Class 10 Math Ex 1.2: Solved Notes & Practice MCQs
Master the Quadratic Formula with Teacher-Style Step-by-Step Solutions
Welcome to My Math Class!
Assalam-o-Alaikum Students! Today, we are going to learn something that will solve your math headaches forever. Remember in the previous exercise how we struggled to find factors? Sometimes the numbers were just too tricky to split. Well, that ends today because we are meeting the "Magic Formula" that solves any quadratic equation in seconds!
This "King of Formulas" is officially known as the Quadratic Formula. It never fails! All you need to do is bring your equation into the standard form ($ax^2 + bx + c = 0$), pick out the values of $a, b,$ and $c$, and feed them into this machine. The answer will pop right out!

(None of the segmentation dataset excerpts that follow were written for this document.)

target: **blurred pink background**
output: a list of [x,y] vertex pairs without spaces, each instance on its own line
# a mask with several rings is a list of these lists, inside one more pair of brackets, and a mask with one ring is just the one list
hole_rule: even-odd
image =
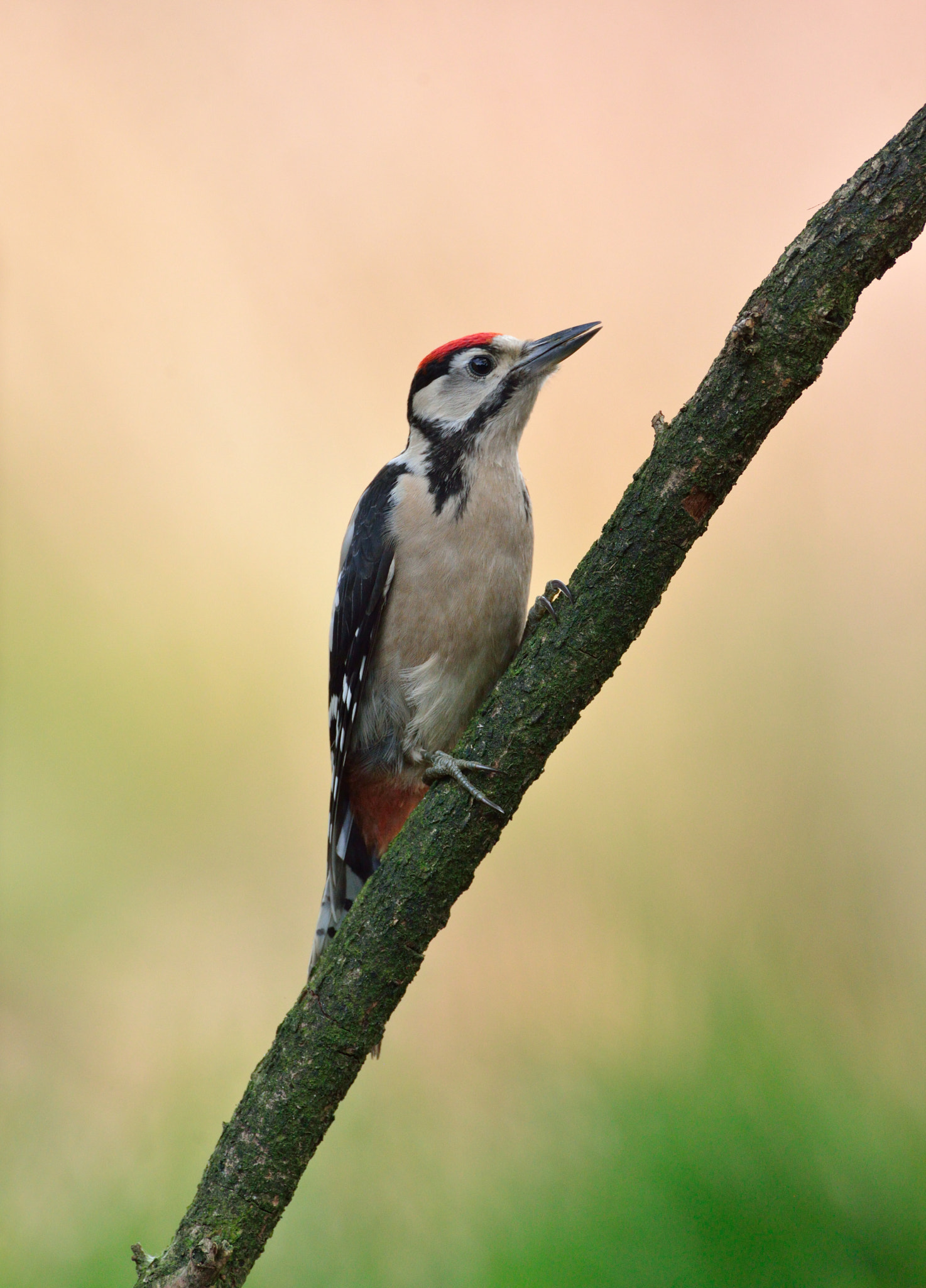
[[[421,355],[603,321],[522,448],[536,582],[567,576],[652,415],[921,106],[923,49],[921,3],[0,4],[17,1284],[51,1227],[77,1282],[102,1208],[167,1240],[301,985],[337,554]],[[716,978],[926,1109],[925,300],[921,240],[553,757],[349,1123],[417,1087],[455,1167],[504,1151],[523,1061],[687,1060]]]

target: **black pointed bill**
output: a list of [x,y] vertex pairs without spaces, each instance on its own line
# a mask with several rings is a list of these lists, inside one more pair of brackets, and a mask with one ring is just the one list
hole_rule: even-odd
[[571,326],[565,331],[554,331],[545,335],[543,340],[529,340],[525,346],[523,358],[516,365],[516,371],[529,371],[531,375],[541,376],[558,366],[563,358],[568,358],[576,349],[598,335],[601,322],[584,322],[581,326]]

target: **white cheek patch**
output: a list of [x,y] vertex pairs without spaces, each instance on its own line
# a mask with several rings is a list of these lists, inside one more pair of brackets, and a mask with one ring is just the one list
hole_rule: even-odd
[[412,410],[422,420],[468,420],[504,375],[496,370],[486,380],[473,380],[464,368],[448,371],[414,395]]

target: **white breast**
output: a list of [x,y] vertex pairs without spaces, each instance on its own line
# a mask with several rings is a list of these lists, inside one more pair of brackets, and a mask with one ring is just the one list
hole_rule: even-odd
[[360,746],[391,725],[409,760],[449,751],[513,657],[527,613],[534,526],[517,456],[505,456],[480,462],[459,515],[453,500],[435,514],[426,477],[400,478],[395,580]]

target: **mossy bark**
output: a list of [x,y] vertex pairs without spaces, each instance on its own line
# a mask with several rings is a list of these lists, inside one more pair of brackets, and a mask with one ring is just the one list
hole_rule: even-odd
[[[926,107],[819,210],[751,295],[671,424],[458,750],[500,770],[508,818],[616,670],[769,430],[813,384],[855,303],[926,222]],[[242,1284],[507,819],[432,788],[367,884],[255,1069],[171,1245],[135,1249],[139,1285]]]

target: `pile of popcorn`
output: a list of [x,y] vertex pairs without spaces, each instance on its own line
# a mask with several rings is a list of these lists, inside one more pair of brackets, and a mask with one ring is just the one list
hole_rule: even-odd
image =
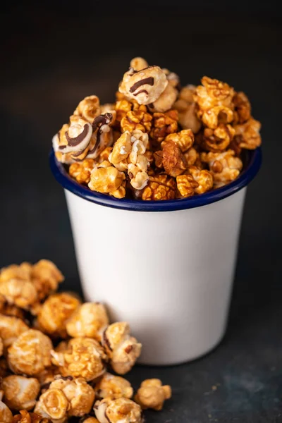
[[142,423],[171,396],[159,379],[133,397],[129,372],[141,344],[128,324],[110,324],[100,302],[55,293],[63,276],[48,260],[0,271],[0,422]]
[[93,191],[143,200],[185,198],[234,180],[243,149],[261,144],[247,96],[204,76],[178,76],[133,59],[114,104],[82,100],[53,138],[56,159]]

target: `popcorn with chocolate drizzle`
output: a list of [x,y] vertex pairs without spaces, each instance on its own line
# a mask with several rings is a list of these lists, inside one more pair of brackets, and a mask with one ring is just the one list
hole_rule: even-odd
[[[241,160],[243,149],[261,145],[261,125],[246,94],[215,78],[182,87],[176,73],[137,56],[116,98],[100,105],[97,96],[86,97],[53,139],[57,160],[92,191],[144,201],[200,195],[233,180],[243,168],[219,181],[221,172],[214,177],[202,153],[232,150]],[[138,130],[143,135],[136,137]]]

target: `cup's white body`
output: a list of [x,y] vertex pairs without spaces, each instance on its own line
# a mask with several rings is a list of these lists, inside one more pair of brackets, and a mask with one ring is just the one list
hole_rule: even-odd
[[193,360],[227,321],[246,188],[173,212],[116,209],[65,190],[82,289],[129,322],[140,362]]

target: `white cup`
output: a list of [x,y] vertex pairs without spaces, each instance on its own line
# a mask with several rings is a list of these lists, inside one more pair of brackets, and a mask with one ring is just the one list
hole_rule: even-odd
[[214,348],[226,326],[246,187],[260,149],[231,184],[164,202],[92,192],[54,153],[50,164],[65,188],[85,299],[130,324],[143,344],[139,362],[176,364]]

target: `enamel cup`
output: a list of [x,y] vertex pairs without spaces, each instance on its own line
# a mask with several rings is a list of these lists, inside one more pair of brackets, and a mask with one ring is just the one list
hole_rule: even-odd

In today's lesson, we won't just solve questions; we will learn how to stop being afraid of square roots and big numbers. I have broken down every question of Exercise 1.2 into simple steps so you feel like you're playing a game rather than studying. Grab your pens, and let’s start!
The Quadratic Formula:
$x = \frac{-b \pm \sqrt{b^2 - 4ac}}{2a}$
Exercise 1.2 Solutions & Quiz
Q1: Solve 2 − x² = 7x
Step 1 (Standard Form): $x^2 + 7x - 2 = 0$
Step 2: $a=1, b=7, c=-2$
Step 3 (Calculation): $x = \frac{-7 \pm \sqrt{49 - 4(1)(-2)}}{2} = \frac{-7 \pm \sqrt{57}}{2}$
Checkpoint Quiz:
1.1: What is the constant term (c) here?
A) 2 | B) -2 | C) 7
Show Answer
B) -2
A) $x^2+7x-2=0$ | B) $x^2-7x+2=0$
Show Answer
A) $x^2+7x-2=0$
Q2: Solve 5x² + 8x + 1 = 0
Values: $a=5, b=8, c=1$
Formula: $x = \frac{-8 \pm \sqrt{64 - 20}}{10} = \frac{-8 \pm \sqrt{44}}{10}$
Simplify: $x = \frac{-4 \pm \sqrt{11}}{5}$
2.1: The value of $b^2-4ac$ is:
A) 44 | B) 84 Show Answer
A) 44
2.2: The denominator ($2a$) in this solution is:
A) 5 | B) 10 Show Answer
B) 10
Q3: Solve √3x² + x = 4√3
Values: $a=\sqrt{3}, b=1, c=-4\sqrt{3}$
Step: $b^2-4ac = 1 - 4(\sqrt{3})(-4\sqrt{3}) = 1 + 16(3) = 49$
Result: $x = \frac{-1 \pm 7}{2\sqrt{3}}$ gives $\sqrt{3}, \frac{-4}{\sqrt{3}}$
3.1: The square root of the discriminant ($\sqrt{49}$) is:
A) 7 | B) 9 Show Answer
A) 7
3.2: Multiplication of $\sqrt{3} \times \sqrt{3}$ is:
A) 9 | B) 3 Show Answer
B) 3
Q4: Solve 4x² − 14 = 3x
Standard Form: $4x^2 - 3x - 14 = 0$
Values: $a=4, b=-3, c=-14$
Calculation: $b^2-4ac = 9 - 4(4)(-14) = 233$
Result: $x = \frac{3 \pm \sqrt{233}}{8}$
4.1: Value of 'b' is:
A) 3 | B) -3 Show Answer
B) -3
4.2: This equation has how many roots?
A) 1 | B) 2 Show Answer
B) 2
Q5: Solve 6x² − 3 − 7x = 0
Standard Form: $6x^2 - 7x - 3 = 0$
Values: $a=6, b=-7, c=-3$
Discriminant: $b^2-4ac = 49 - 4(6)(-3) = 121$
Result: $x = \frac{7 \pm 11}{12} \rightarrow x = \frac{3}{2}, \frac{-1}{3}$
5.1: Square root of 121 is:
A) 11 | B) 12 Show Answer
A) 11
5.2: The sign of 'b' in the formula $-b$ becomes:
A) Positive | B) Negative Show Answer
A) Positive
💡 Teacher's Secret Tips
- Don't Rush: Always move all terms to one side to get a '0' on the right.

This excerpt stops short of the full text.